Je trouve lamentable la réaction d'une majorité de Français face au référendum et à cette constitution qui, si elle n'est pas parfaite, propose de solides bases politiques pour l'Europe. Les Français ont malheureusement du mal à avoir une vision globale des choses et ils s'arrêtent trop souvent à des arguments simplistes et très dangereux. On a une chance UNIQUE, il faut la saisir et voter OUI. Cette constitution est le fruit d'une collaboration entre 25 pays, il est inconcevable qu'une nouvelle constitution soit proposée d'ici peu. Tout ce qu'on va gagner à voter non c'est une France plus faible politiquement, économiquement ET socialement dans les années à venir.
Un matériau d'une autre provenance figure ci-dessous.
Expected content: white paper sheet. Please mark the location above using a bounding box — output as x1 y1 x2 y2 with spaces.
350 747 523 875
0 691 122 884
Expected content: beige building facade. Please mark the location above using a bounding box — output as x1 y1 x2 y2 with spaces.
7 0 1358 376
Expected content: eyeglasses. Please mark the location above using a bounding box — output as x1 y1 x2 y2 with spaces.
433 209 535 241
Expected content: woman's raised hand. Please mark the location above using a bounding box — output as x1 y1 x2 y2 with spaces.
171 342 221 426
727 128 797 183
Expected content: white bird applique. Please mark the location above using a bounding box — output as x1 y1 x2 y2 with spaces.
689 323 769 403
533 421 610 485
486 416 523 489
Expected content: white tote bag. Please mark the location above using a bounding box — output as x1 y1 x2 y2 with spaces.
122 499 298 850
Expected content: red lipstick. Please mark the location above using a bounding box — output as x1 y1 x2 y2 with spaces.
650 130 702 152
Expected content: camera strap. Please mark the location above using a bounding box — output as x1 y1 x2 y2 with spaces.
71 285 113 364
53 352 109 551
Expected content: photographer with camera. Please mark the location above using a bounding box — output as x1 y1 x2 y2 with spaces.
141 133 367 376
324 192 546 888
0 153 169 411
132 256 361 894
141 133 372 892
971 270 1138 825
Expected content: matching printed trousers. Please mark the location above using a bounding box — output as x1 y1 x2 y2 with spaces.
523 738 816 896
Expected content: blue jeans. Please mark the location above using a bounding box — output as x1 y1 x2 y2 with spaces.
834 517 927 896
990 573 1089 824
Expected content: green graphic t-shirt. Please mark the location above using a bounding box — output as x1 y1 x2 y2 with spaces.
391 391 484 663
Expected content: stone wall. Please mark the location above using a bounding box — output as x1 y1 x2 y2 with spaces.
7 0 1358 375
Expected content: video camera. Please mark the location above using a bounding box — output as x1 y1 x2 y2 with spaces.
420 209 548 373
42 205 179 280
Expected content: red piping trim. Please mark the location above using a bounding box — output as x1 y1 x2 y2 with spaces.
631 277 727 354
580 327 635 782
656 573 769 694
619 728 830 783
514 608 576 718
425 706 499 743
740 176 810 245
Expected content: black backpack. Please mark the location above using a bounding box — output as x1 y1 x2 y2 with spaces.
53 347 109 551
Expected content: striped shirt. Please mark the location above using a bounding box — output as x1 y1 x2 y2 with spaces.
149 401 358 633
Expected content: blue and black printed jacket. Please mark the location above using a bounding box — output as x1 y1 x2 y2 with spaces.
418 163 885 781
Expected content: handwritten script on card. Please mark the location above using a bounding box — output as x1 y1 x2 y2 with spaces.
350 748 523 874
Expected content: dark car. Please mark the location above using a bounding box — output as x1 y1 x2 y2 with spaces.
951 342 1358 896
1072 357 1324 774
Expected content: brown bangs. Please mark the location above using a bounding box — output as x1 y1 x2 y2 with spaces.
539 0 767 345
En effet, une France plus faible économiquement, c'est moins d'argent pour développer le social, c'est pourtant simple à comprendre. La constitution n'est qu'une base sur laquelle des LOIS votées par le Parlement feront la politique à tous les niveaux, même social, de l'Europe.
Ne faisons pas payer à l'Europe les résultats de la politique intérieure de l'actuel gouvernement.
Pour voter contre Chirac et Raffarin, votez aux présidentielles. Pour votez POUR l'Europe, votez OUI, l'avenir est là et nullepart ailleurs. Mais n'oubliez pas que le plus important, ce n'est pas de voter oui ou non, mais de voter!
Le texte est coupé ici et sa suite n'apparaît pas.